今年度は、原料の安定供給の観点から、サバ水揚量の変動に備えサバ以外の魚種として、カツオ(頭部)からの製品化を検討した。また、セレノネインの普及のために最終製品を企画提案し、地元での製造販売を支援した。

6 恵まれた漁場環境の維持・保全に関する技術開発

(1) 主要湾の底質環境に関する研究(漁場保全部)

2020 岩手県水産技術センター年報 p200-204

県内主要5湾(久慈湾、宮古湾、山田湾、大槌湾及び広田湾)の底質環境を評価し、適正な漁場利用および増養殖業の振興に資する。

(2) 県漁場環境保全方針に定める重点監視水域(大船渡湾・釜石湾)の環境に関する研究(漁場保全部)

2020 岩手県水産技術センター年報 p205-210

釜石湾及び大船渡湾は、岩手県漁場環境保全方針に基づく重点監視水域に指定されている。これらの湾において、水産生物にとって良好な漁場環境を維持するため、水質及び底質・底生生物を調査し、漁場環境の長期的な変化を監視している。

平成23年3月11日に発生した東日本大震災による津波で、両湾とも陸域から相当量の有機物等の流入、海底地形の変化・海底泥のかく乱等が生じたことで、湾内の養殖漁場環境が大きく変化した。また、両湾に設置された湾口防波堤は復旧工事により新たな構造となったことで、湾内の養殖漁場環境は今後も変化することが予想される。

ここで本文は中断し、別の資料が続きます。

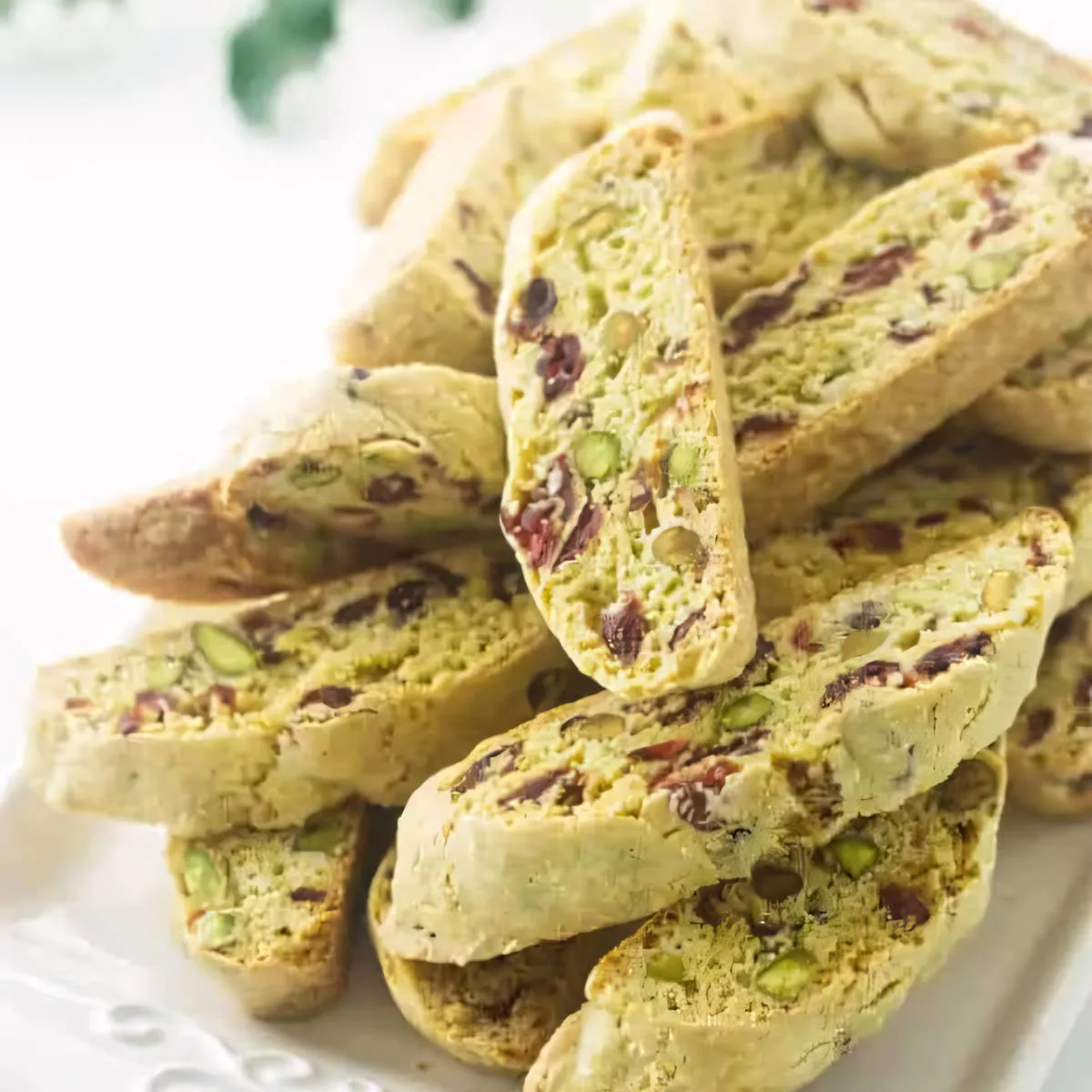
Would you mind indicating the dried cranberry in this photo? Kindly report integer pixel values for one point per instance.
(904, 905)
(355, 611)
(332, 697)
(486, 298)
(408, 600)
(939, 660)
(623, 629)
(875, 672)
(391, 490)
(877, 270)
(561, 365)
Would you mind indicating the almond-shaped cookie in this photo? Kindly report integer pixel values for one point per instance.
(338, 473)
(1051, 743)
(500, 1013)
(913, 85)
(622, 500)
(1047, 403)
(605, 812)
(955, 486)
(579, 71)
(905, 316)
(272, 911)
(767, 982)
(363, 686)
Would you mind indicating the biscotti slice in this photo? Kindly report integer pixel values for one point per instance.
(764, 189)
(365, 686)
(913, 85)
(1051, 743)
(578, 71)
(272, 911)
(338, 473)
(764, 983)
(498, 1014)
(1048, 402)
(851, 708)
(622, 500)
(955, 486)
(907, 314)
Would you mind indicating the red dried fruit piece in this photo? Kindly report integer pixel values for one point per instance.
(355, 611)
(561, 365)
(332, 697)
(307, 895)
(878, 270)
(939, 660)
(483, 290)
(904, 905)
(392, 490)
(623, 628)
(764, 424)
(875, 672)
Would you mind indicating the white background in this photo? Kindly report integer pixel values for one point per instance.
(161, 263)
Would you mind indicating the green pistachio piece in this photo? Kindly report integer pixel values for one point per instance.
(228, 653)
(665, 966)
(855, 853)
(217, 929)
(746, 711)
(988, 271)
(682, 464)
(596, 454)
(163, 674)
(205, 883)
(786, 976)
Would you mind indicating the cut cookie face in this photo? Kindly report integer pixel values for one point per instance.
(851, 708)
(1047, 403)
(915, 85)
(272, 911)
(905, 315)
(498, 1013)
(365, 686)
(622, 500)
(1051, 743)
(764, 982)
(336, 474)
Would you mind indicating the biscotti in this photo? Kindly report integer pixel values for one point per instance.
(765, 189)
(1048, 402)
(955, 486)
(498, 1014)
(334, 474)
(907, 314)
(765, 983)
(365, 686)
(1051, 743)
(577, 72)
(622, 500)
(851, 708)
(272, 911)
(913, 85)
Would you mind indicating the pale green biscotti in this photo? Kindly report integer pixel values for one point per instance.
(332, 474)
(764, 983)
(497, 1014)
(955, 486)
(1051, 743)
(366, 686)
(913, 85)
(851, 708)
(905, 315)
(272, 911)
(622, 500)
(1048, 402)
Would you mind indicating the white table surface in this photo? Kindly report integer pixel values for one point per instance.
(159, 263)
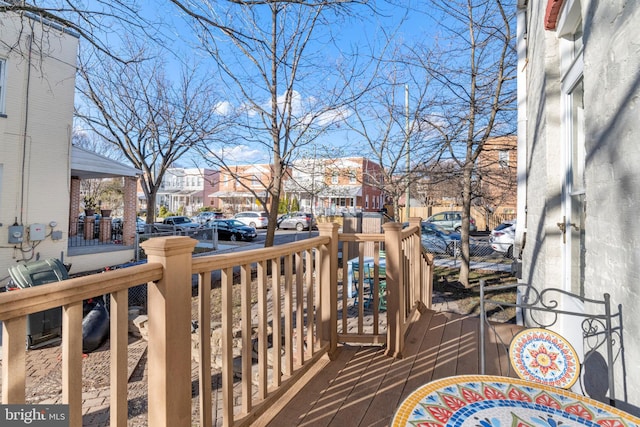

そこで、湾内の漁場環境に影響を与える水質や底質をモニタリングし、その変化を漁業関係者に情報提供することにより適切な漁場管理を促す。

(3) ワカメ養殖漁場の栄養塩に関する研究
① 主要養殖漁場の栄養塩動向の把握(漁場保全部)

2020 岩手県水産技術センター年報 p211-212

ワカメの生育に影響を及ぼす栄養塩濃度の変化について、主要な養殖漁場で経年調査し、情報を関係者へ提供することでワカメ養殖の振興に資する。

② 栄養塩予測技術の精度向上(漁場保全部)

2020 岩手県水産技術センター年報 p213-217

海洋環境中の栄養塩濃度はワカメ等の藻類に大きな影響を与える。岩手県ではワカメ養殖が盛んに行われており、養殖中の栄養塩の動向を把握することはワカメ養殖振興に極めて重要である。

岩手県沿岸は非常に複雑な海況であり、より安定したワカメ養殖を実現するためには、沿岸域の適切な環境把握とワカメ養殖への影響についての適切な評価が必要である。そこで、沿岸域の適切な環境把握として、岩手県沿岸の海況と栄養塩動向の調査を行った。また、ワカメ養殖への影響を評価することを目的とし、ワカメ養殖漁場での環境把握とその影響について調査した。